Paleontologists have long debated the function of the strange, bony crests on the heads of the duck-billed dinosaurs known as lambeosaurs. The structures contain incredibly long, convoluted nasal passages that loop up over the tops of their skulls.
Scientists at the University of Toronto, Ohio University and Montana State University now have used CT-scanning to look inside these mysterious crests and reconstruct the brains and nasal cavities of four different lambeosaur species. At the annual meeting of the Society for Vertebrate Paleontology in Cleveland, Ohio, on Oct. 16, the team will present new study findings that suggest the crests were used for communication.
"The shape of the brain can tell us a lot about what senses were important in a dinosaur's everyday life, and give insight into the function of the crests," said study lead author David Evans, a paleontologist at the Royal Ontario Museum and the University of Toronto.
Some paleontologists have suggested that the crests heightened the sense of smell by increasing the surface area of the sensory tissue. Others have argued that they regulated temperature, and still others have speculated that the crests acted as sound resonators for communication.
"It's difficult to infer the function of structures in an extinct dinosaur when there is so little resemblance to any living animal," said Jack Horner, a member of the team and paleontologist at Montana State University.
By analyzing CT scans, conducted by Lawrence Witmer and Ryan Ridgely of Ohio University's College of Osteopathic Medicine, the scientists were able to circumvent the problems of fossilization.
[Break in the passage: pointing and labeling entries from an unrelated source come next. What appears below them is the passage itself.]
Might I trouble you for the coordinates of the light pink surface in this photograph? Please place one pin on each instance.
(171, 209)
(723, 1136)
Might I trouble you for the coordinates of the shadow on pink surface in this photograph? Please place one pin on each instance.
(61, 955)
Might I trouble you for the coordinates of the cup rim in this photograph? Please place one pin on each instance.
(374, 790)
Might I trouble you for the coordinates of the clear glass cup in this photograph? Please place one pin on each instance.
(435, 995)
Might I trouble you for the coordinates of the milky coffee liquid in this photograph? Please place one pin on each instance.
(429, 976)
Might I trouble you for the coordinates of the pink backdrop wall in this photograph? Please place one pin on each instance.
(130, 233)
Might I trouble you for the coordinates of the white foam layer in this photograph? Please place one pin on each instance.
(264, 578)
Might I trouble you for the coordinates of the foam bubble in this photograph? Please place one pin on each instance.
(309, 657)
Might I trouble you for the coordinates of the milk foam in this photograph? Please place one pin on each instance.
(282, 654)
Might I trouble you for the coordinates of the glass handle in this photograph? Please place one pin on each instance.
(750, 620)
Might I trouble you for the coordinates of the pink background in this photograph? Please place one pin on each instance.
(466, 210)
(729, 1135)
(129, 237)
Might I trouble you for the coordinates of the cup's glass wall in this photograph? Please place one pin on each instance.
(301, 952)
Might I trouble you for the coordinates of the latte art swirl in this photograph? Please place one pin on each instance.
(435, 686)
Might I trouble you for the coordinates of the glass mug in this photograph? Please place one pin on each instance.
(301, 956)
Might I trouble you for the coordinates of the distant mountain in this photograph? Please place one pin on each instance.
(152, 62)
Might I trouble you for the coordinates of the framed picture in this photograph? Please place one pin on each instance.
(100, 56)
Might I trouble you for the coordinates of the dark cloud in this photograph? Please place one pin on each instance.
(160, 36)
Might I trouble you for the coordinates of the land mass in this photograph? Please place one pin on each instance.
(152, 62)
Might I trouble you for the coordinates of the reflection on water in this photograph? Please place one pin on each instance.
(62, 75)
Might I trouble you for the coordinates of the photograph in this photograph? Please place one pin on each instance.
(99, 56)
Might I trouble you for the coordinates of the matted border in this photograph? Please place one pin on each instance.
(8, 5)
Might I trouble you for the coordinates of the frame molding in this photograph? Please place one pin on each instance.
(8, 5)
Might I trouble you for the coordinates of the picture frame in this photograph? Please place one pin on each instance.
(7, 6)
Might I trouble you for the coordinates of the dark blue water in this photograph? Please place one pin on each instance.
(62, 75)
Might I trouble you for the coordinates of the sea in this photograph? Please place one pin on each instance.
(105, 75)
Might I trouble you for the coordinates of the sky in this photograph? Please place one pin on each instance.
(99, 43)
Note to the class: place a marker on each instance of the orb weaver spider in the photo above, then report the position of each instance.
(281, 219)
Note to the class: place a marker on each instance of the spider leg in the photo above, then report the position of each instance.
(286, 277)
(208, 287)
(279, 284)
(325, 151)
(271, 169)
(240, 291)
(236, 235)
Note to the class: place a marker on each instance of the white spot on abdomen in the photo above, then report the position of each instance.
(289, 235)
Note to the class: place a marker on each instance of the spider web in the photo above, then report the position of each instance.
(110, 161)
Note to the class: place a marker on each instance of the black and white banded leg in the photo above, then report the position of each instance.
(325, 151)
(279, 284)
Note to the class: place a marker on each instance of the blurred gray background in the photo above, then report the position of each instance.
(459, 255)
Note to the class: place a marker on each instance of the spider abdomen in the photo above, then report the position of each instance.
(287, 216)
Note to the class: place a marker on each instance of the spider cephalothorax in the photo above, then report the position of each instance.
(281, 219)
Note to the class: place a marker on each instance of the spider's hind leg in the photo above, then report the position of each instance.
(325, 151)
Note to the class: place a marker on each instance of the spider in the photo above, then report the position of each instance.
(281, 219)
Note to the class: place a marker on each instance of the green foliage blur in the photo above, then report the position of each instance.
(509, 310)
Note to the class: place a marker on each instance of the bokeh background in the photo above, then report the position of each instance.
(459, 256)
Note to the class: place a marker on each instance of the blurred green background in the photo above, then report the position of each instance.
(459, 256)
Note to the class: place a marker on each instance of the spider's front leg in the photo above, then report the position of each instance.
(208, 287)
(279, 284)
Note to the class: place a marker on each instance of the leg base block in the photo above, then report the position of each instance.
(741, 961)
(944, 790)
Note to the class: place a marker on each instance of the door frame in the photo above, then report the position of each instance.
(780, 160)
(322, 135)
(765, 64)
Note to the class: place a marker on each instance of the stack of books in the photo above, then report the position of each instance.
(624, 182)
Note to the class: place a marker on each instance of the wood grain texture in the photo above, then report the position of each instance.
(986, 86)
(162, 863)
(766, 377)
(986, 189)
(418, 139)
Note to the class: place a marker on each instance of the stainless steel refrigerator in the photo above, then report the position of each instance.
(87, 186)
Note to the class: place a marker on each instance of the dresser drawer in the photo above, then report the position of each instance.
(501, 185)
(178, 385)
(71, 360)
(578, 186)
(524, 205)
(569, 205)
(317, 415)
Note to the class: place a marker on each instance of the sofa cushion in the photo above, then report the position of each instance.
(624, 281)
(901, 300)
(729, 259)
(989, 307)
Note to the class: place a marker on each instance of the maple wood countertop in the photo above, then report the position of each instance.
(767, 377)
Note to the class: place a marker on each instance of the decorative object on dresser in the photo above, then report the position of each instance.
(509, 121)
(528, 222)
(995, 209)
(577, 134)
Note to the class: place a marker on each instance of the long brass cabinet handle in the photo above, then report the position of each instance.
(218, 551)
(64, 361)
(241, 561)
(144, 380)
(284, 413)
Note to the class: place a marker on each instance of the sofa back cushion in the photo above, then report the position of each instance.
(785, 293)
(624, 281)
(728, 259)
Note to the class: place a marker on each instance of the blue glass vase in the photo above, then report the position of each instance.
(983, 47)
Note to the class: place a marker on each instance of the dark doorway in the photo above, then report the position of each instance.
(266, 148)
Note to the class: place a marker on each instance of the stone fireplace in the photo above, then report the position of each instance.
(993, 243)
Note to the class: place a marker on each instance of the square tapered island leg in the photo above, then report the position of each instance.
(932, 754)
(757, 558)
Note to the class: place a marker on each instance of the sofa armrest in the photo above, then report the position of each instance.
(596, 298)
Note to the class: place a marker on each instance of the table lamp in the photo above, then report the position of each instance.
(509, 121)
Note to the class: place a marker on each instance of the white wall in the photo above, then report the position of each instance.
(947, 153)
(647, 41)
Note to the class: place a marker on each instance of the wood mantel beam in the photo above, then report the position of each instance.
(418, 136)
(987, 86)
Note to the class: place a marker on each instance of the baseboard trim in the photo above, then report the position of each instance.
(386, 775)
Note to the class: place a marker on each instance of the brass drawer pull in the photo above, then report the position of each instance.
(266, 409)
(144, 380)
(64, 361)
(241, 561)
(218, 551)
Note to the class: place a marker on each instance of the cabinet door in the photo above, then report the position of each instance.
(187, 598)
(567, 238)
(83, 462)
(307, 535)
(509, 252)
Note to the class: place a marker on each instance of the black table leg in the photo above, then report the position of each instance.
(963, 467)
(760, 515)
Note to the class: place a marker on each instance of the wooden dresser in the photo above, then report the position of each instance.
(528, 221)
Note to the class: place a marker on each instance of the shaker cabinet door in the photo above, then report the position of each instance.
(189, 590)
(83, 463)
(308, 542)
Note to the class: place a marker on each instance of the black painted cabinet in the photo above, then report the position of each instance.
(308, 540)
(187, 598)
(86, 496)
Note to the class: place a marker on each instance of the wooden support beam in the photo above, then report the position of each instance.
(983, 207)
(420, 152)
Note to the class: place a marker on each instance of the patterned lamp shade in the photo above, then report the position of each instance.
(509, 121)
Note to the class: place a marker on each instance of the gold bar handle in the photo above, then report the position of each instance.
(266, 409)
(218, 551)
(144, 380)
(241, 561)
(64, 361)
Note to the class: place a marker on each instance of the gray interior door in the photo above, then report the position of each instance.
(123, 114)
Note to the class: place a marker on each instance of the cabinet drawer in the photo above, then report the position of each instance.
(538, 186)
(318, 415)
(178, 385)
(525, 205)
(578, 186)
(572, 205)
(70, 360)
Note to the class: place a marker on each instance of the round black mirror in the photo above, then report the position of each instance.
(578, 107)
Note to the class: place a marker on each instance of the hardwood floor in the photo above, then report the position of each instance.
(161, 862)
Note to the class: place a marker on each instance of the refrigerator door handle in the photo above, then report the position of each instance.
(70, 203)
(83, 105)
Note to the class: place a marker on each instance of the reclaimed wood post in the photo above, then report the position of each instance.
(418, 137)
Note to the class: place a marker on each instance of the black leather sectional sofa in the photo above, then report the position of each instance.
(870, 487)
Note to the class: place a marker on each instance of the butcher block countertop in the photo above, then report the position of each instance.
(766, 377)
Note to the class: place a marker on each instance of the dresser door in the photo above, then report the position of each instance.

"Even though the soft tissues are not preserved in the fossils, the shape of the bones that encase the brain and nasal passages are," said Evans. "From there, the anatomy of these missing soft parts is easily interpreted."
The CT scan results revealed a mismatch between the external shape of the crest (which no doubt functioned as a visual display) and the internal shape of the nasal passages in closely related species, suggesting a special function for the nasal cavity. The portion of the brain responsible for the sense of smell was relatively small and primitive, indicating that the crest did not evolve to improve that sense.
Computer models done by other researchers suggest that the crests could have been used to make low, eerie bellowing calls that could have been used in communication, perhaps to call for mates or warn others of predators. The CT scans documented a delicate inner ear that confirms that the dinosaurs could hear the low-frequency calls produced by the crest.
"We were surprised to see just how large the centers of the brain associated with higher cognitive functions were," said Witmer, Chang Professor of Paleontology in Ohio University's College of Osteopathic Medicine. "We suspected that the crested duck-billed dinosaurs used both vocal and visual displays, but now we see that they had the brain power and hearing to pull off these behaviors."
When all the available information is put together, including the digital brain and ear casts, the evolutionary relationships of the species, and the growth pattern of the crest and its high degree of variability in different co-existing species, it supports the idea that the elaborate nasal cavity was likely used to produce sounds for communication. This study demonstrates the power of using an integrated approach combining 3D imaging, growth studies, and phylogenetic sampling to test ideas about the function and evolution of unusual structures in extinct animals.
The research was funded by the National Science and Engineering Research Council of Canada and the National Science Foundation. This study also will be published in part in an upcoming issue of the journal The Anatomical Record.